|Just imagine him saying, "PLAN!"|
Image courtesy of Wikipedia.
Having a plan is having a roadmap. Without a roadmap, you're the blind leading the blind taking chances that your organization just might not be able afford to take. Trust in me, your valued public relations practitioner, when I say planning can be simple, easy, and not the headache that many make it out to be.
While your organization's mission and vision can be vague and abstract when determining the future of the firm, each and every public relations and communications campaign or program you implement should be well-thought and well-planned. A public relations plan, or campaign, has four basic elements: research, planning, implementation, and evaluation. Almost as simple as do re mi, isn't it?
Research is the very first step when a campaign has been decided. Forget those awful days of undergrad media research where you spent hours and hours nauseatingly viewing hours of microfilm in a dark hot room with tension headaches - research isn't as always as bad as that. This phase includes reviewing past campaigns, gathering information about potential projects, events, and materials, interviewing key individuals, review demographics, and researching other opportunities for the campaign. And focus groups...those can be fun!

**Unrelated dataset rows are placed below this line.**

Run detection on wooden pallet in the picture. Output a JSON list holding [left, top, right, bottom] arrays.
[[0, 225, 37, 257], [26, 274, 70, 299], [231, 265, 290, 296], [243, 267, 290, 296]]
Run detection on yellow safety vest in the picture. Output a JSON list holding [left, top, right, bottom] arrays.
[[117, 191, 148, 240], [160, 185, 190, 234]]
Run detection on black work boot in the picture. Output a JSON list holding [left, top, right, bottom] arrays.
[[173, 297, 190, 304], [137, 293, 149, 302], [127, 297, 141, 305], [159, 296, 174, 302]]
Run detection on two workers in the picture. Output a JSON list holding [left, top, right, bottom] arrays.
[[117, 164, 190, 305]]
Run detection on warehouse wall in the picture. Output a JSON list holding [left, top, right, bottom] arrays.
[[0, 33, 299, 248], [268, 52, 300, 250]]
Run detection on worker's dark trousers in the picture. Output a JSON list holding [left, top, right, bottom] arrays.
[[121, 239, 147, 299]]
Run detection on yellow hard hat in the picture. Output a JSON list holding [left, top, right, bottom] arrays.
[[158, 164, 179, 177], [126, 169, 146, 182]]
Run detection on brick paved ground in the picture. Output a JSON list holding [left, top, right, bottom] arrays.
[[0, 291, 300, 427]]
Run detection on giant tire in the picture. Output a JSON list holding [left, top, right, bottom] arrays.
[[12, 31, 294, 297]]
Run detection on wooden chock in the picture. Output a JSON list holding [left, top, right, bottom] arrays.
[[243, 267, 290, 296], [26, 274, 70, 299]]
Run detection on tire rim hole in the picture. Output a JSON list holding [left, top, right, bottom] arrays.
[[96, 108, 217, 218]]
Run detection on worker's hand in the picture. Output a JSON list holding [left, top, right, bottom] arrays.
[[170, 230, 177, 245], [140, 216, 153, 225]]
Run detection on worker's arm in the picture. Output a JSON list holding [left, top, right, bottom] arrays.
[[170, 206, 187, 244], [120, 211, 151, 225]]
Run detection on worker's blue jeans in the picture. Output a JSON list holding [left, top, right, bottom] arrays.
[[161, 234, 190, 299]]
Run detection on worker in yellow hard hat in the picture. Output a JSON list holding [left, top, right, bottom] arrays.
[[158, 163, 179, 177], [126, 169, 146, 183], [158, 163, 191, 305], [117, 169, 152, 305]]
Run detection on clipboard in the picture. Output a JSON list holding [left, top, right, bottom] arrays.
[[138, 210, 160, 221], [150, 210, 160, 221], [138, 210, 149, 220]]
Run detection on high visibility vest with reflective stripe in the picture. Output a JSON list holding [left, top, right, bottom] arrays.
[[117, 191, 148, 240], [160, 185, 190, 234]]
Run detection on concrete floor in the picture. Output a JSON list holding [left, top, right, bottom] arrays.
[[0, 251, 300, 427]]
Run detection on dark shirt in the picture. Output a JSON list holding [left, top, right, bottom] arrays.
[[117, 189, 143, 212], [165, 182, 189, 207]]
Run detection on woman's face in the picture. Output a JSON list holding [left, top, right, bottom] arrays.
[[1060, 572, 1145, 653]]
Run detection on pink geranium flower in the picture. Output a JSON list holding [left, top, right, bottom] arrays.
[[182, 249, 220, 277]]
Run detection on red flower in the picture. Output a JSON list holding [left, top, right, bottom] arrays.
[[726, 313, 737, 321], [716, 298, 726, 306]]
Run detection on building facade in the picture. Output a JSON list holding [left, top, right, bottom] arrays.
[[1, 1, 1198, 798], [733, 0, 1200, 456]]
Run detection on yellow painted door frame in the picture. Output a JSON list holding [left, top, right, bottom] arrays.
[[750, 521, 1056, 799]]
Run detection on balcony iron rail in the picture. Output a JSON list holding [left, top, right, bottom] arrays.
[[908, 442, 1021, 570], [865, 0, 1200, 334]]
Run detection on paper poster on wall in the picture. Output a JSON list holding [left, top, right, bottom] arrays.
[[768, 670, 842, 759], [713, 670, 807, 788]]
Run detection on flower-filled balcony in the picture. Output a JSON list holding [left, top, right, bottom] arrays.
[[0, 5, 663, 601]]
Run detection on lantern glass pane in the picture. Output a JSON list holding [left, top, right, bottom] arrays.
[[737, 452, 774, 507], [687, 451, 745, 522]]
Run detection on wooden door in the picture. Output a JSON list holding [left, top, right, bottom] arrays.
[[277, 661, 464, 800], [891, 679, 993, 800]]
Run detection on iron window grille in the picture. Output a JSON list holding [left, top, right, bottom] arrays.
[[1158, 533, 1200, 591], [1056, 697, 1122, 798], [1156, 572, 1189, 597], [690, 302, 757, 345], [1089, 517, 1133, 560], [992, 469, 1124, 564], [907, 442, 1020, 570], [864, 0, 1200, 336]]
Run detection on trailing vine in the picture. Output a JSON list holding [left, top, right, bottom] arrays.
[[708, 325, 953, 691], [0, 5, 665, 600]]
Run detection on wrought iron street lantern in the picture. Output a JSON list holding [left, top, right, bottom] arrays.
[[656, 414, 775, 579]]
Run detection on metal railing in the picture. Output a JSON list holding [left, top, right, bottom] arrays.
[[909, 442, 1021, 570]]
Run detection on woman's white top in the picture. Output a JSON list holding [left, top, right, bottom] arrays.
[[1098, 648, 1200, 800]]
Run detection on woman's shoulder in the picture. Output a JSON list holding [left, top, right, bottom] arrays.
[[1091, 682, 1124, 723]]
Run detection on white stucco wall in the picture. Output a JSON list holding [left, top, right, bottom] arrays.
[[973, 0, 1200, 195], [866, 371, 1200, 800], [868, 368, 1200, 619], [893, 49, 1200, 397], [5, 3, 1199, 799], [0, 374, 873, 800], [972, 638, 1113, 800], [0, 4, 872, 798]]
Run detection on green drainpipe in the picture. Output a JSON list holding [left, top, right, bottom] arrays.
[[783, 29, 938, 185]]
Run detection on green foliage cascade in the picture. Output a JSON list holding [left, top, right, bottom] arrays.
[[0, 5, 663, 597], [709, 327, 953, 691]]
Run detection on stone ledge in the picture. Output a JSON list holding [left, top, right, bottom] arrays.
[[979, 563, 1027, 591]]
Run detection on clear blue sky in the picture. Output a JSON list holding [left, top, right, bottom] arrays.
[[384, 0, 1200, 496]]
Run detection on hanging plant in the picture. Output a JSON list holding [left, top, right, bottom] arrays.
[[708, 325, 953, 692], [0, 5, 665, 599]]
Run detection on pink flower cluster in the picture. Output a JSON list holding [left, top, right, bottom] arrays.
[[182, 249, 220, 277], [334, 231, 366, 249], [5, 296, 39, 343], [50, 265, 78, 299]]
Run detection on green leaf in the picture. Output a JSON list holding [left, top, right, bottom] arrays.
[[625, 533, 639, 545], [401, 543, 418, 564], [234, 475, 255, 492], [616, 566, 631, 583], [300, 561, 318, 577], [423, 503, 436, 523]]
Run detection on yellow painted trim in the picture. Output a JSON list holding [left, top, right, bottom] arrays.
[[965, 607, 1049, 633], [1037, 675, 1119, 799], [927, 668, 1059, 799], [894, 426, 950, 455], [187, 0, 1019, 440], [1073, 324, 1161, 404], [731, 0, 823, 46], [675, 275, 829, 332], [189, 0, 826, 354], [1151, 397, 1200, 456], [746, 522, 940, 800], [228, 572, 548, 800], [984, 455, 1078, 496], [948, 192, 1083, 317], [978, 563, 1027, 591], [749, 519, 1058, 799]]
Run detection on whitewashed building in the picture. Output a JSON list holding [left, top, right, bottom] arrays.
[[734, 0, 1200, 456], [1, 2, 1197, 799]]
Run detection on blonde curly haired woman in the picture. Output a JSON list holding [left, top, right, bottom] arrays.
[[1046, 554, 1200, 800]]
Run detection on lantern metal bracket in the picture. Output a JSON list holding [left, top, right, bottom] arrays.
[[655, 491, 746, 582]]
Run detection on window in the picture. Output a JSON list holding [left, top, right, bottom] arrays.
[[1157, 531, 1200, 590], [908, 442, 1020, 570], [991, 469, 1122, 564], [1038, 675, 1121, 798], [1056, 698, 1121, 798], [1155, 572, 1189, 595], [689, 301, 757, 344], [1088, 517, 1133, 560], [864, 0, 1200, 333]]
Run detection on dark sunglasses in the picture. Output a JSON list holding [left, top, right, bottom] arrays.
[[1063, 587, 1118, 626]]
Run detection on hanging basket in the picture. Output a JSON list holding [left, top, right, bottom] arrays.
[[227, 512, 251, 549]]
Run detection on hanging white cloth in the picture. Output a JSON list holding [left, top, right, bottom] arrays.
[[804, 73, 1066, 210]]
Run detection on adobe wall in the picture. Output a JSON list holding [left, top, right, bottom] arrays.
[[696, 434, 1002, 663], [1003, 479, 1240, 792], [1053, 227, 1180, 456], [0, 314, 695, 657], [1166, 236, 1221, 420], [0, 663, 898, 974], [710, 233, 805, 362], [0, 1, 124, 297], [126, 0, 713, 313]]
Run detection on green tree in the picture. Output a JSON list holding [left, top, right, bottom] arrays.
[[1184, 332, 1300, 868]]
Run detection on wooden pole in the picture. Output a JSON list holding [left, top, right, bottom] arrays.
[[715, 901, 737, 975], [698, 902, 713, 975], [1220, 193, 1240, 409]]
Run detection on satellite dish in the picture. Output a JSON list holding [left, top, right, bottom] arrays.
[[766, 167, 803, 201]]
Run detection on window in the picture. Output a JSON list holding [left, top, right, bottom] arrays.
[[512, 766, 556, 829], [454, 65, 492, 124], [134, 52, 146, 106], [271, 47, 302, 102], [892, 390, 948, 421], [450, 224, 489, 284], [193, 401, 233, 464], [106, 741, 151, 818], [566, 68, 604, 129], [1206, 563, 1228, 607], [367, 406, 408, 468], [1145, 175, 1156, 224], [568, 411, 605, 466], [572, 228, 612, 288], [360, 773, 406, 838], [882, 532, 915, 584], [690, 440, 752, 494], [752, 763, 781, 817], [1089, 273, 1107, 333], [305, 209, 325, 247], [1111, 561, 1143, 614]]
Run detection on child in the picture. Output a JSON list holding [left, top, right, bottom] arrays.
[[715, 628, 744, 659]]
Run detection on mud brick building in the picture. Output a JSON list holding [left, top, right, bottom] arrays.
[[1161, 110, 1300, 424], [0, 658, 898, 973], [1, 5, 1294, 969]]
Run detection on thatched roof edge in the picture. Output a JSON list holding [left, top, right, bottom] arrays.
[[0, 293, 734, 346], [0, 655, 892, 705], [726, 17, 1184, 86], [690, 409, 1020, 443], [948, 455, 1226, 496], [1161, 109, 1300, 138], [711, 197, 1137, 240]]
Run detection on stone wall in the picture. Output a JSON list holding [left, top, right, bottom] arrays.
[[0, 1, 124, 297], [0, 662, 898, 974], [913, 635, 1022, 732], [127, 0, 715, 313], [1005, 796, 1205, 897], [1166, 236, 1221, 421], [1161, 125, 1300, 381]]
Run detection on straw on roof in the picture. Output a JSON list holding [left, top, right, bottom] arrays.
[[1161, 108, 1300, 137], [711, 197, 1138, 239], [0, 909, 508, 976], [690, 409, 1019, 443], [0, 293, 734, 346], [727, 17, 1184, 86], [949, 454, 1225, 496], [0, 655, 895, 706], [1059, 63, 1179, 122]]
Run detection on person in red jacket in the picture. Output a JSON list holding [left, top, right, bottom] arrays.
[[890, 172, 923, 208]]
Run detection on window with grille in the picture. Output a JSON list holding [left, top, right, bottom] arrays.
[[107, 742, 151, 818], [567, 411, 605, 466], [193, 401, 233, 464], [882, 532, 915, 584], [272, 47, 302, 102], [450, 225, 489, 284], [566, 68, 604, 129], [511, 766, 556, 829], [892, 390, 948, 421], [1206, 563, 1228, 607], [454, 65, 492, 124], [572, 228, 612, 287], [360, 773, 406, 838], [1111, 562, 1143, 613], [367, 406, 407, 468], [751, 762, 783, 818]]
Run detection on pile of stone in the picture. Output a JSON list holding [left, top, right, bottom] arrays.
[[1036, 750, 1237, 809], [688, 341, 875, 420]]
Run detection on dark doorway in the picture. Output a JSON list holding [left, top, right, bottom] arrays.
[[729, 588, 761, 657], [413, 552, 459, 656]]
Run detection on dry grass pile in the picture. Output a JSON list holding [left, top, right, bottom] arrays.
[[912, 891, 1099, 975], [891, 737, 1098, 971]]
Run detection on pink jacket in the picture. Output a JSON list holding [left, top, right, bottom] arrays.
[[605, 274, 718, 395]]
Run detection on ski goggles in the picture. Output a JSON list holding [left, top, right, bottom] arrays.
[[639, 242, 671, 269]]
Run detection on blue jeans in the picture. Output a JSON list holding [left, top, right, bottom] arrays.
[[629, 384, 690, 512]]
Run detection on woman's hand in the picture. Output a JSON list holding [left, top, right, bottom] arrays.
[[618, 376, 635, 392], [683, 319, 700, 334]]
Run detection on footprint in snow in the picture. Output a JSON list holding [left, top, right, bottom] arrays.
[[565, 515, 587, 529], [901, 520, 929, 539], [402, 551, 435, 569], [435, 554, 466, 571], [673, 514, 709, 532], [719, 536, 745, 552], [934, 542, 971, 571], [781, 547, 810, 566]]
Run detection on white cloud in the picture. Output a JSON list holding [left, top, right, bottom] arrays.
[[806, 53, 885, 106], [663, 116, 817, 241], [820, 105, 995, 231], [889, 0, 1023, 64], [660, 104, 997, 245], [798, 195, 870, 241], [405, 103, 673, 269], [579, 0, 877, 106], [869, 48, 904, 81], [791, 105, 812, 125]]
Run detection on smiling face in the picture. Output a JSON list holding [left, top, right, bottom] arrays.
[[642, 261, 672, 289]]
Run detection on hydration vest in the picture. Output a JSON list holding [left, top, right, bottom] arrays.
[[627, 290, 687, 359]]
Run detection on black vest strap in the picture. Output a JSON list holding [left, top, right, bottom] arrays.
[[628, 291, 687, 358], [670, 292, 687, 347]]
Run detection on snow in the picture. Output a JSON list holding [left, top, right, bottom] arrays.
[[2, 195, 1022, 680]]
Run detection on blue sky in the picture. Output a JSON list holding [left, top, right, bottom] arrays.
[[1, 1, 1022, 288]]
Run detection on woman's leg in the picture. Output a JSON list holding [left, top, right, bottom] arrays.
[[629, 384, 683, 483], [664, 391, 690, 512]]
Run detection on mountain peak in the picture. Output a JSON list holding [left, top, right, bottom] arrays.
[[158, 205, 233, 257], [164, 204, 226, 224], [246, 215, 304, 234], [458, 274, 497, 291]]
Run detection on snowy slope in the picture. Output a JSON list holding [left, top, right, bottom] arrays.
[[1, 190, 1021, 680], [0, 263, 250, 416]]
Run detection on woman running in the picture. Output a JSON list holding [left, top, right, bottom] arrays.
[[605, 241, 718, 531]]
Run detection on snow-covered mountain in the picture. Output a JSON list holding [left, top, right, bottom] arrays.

Planning is the next crucial step in the campaign process. This is where you bring the various elements of your research together to form a cohesive plan, or strategy, that will later be executed. This is where you pour the concrete foundation. You decide the direction your campaign will take, form your message, and decide how your message will be disseminated. You'll also figure a reporting mechanism so you track your campaign's success.
Implementation is go time. This is when you take the master plan and put it into action...tally ho and view halloo. Message is disseminated, feedback is received, and operations continue in action. While your plan is strong and concrete, as you should make alterations as you receive feedback from stakeholders. For example, you might implement a weekly Twitter chat that is failing miserably as planned. Thus, make changes, such as implementing a blog discussion forum. Though the implementation stage is putting your plan into action, it's also an evolving process for your campaign as you should make alterations as necessary.
Evaluation is the last leg of a campaign where you take time to analyze the successes and failures of your campaign's plan and implementation. Review feedback from stakeholders, write reports for other organizational executives, reconcile your budget, discuss the research and planning phases with your committees and staff, and overall ask yourself what you did well that should be done again and what didn't work well and why. Evaluation happens when a campaign ends...that's a hint that your campaign should be timed (short-term or long-term, but with an end date). Oh and celebrate...no matter the how successful or how failed your campaign is, you and your team will have given your blood, sweat, and tears for the program, and thus the end should be celebrated.
The bigger your campaign, the more time and effort each of these stages will require. However, don't be intimidated...planning is important and can determine your success (or failure).